06/09/2005 22:22 #35050

Generality of mind
I'm tired. I just did that corporate challenge thing. I walked, though, not ran. Still tired. I walked by myself because my co-workers walked way too slowly and I just can't deal with that. I walk fast even when I'm NOT in a hurry! And I've decided I just have way too many passwords to keep track of. Sometimes I can't remember what's for which- work password, e-mail password, e-peeps password, Crate and Barrel password, Amazon password, work e-mail password... you get the picture. At least I'm no longer giving every single one a different, "funny" password that I absolutely can't remember but it seems like a good idea at the time. Thankfully, I've grown out of that stage. Okay. Still tired. Going to drink a glass of wine, read more of Roald Dahl's Charlie and the Chocolate Factory and go to bed. 'Night, all.

06/08/2005 14:52 #35049

Not a high maintanence kind of girl
I have come to that conclusion. Maybe I ought to clarify because I don't think I'm high-maintanence in the traditional definition of the term. I can't be bothered to get my hair done every six weeks. Getting a regular trim is too much like work! I do have fake nails, because I'm an incessant nail biter and I can't grow my own to save my life, however, I cannot stand having to go every two weeks to get them done. I both love and hate it. I feel absolutely decadent and it's really relaxing but I hate having to do it. It makes me crazy. Maybe I'm just like Sally in "When Harry Met Sally" when Harry tells her that she's the worst kind, she's high maintanence but she thinks she's low maintanence. I, however, do not order things on the side. Anyway. There's my thought of the day.

06/07/2005 23:10 #35048

My surprise
Sometimes, life is just too comedic. I've always said that God has a sense of humour, a rather twisted, questionable sense of humour, but one none the less. This evening, I went to Trisha and Paulnotpaul's new place which is off of Hertel. Yes, they have had to move to Parkside as a result of the advent of the sproglet. It's a lovely place. Anyway, whilst there, Trisha informed me that she had a surprise for me. Actually, we were walking to Kosta's as the time, but that is neither here nor there.

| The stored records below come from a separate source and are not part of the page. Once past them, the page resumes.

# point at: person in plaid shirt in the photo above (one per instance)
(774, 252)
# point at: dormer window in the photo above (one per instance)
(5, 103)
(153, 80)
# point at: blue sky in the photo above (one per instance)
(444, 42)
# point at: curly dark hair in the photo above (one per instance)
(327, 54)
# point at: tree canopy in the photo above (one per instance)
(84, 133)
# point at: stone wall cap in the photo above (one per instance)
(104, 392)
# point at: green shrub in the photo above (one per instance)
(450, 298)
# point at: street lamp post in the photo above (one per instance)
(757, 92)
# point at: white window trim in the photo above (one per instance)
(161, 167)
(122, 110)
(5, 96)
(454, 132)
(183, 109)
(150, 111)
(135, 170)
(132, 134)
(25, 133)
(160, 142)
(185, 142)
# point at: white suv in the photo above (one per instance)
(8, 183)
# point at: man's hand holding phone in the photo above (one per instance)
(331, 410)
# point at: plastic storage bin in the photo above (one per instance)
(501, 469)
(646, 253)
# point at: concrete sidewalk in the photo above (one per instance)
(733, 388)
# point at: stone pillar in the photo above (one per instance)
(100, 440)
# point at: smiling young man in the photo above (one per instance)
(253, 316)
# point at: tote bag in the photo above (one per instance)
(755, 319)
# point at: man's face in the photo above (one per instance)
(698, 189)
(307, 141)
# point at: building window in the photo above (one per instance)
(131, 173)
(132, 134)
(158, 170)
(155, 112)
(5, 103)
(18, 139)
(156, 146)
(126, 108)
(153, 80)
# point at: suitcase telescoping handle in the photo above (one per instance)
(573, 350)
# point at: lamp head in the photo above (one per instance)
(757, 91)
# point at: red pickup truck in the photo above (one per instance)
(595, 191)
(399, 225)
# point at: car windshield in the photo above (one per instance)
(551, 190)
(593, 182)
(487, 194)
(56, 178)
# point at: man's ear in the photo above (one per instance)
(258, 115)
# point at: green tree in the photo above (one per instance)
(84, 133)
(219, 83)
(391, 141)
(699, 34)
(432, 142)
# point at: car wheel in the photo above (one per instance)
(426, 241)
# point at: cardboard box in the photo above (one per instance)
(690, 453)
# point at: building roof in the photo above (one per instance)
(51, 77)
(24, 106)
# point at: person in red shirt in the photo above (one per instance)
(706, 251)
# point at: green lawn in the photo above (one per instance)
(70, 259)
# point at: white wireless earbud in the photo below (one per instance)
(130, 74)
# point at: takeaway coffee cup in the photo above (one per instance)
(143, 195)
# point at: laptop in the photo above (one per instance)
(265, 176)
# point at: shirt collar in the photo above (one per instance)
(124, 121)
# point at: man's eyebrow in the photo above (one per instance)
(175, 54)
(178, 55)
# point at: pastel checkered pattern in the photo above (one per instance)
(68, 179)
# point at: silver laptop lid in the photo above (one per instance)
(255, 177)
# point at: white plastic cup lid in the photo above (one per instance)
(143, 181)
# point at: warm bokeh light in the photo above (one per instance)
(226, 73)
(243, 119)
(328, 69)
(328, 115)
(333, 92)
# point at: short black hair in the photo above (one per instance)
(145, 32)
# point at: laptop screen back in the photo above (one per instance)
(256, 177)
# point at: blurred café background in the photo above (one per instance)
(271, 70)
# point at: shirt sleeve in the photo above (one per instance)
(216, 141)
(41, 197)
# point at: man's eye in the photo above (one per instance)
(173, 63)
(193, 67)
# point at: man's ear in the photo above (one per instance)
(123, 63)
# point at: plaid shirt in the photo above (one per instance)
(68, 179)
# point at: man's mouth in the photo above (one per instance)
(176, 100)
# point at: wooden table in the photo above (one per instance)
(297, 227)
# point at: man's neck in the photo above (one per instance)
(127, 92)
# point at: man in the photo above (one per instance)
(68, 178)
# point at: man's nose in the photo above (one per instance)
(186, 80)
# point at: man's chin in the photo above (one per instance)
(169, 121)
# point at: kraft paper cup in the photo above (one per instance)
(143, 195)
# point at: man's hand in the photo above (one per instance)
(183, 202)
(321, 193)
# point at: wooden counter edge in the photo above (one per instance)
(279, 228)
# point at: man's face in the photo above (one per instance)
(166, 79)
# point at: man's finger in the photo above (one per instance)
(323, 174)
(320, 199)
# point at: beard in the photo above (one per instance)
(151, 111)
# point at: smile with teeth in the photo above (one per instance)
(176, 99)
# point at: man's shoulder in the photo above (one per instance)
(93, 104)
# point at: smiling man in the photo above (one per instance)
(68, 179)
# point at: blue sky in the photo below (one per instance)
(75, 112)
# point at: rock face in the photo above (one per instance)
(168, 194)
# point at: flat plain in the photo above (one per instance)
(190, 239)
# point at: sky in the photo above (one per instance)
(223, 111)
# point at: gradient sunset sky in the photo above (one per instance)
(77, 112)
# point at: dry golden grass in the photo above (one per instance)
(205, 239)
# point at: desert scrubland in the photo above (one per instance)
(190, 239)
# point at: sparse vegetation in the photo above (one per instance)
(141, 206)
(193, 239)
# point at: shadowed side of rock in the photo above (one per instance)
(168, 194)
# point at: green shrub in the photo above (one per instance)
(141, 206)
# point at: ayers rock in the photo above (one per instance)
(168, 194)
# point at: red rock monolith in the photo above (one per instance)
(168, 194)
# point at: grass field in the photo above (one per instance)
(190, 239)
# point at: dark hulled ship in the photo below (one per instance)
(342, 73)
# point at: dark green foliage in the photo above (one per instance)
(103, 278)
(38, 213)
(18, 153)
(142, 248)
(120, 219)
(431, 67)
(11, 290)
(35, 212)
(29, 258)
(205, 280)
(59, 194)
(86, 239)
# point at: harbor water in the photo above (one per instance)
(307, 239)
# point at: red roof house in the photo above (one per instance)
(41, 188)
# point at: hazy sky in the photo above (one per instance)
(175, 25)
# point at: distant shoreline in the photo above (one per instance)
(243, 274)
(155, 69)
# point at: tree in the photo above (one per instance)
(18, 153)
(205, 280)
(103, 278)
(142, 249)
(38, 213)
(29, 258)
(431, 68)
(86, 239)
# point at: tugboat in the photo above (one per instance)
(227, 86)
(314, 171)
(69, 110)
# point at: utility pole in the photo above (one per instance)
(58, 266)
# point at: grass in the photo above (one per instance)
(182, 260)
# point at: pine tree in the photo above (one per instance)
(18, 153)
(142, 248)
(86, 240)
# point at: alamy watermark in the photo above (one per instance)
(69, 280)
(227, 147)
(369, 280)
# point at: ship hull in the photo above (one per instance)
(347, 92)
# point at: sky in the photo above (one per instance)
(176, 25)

So, after food, I was attempting to help them unpack some things and such when she exclaimed, "Oh! Your surprise!" and then ran off. When she returned, she dangled a very familiar red and black object before- my wallet that has a strap that slips over one's wrist that I lost that fateful night of her bachelorette party. Those of you that were there, know the time we had and might possibly remember that I was drunk off my ass. Not only was I drunk off my ass, but I was drunk off my ass in a black wig! Good times! Okay, okay, I digress again! So, the wallet that I remembered tossing on her loveseat in the front room in a drunken haze at about 4:30 in the morning was no where to be seen! The next only natural assumption was that it was lost somewhere on Allen St. And yet, there it was all of the time, hidden in the folds of fabric on her loveseat! I feel somewhat vindicated but also like I've lost a good drinking story. Or did I gain another story? I think it might be both. All I could do was laugh when I saw it tonight. What else was there to do? Madness. At least I now have that 20-odd dollars and various forms of ID back, including my Buff State ID when I ridiculously short, copper red hair! I am so glad that I have that back! Good night, fair E-strippers!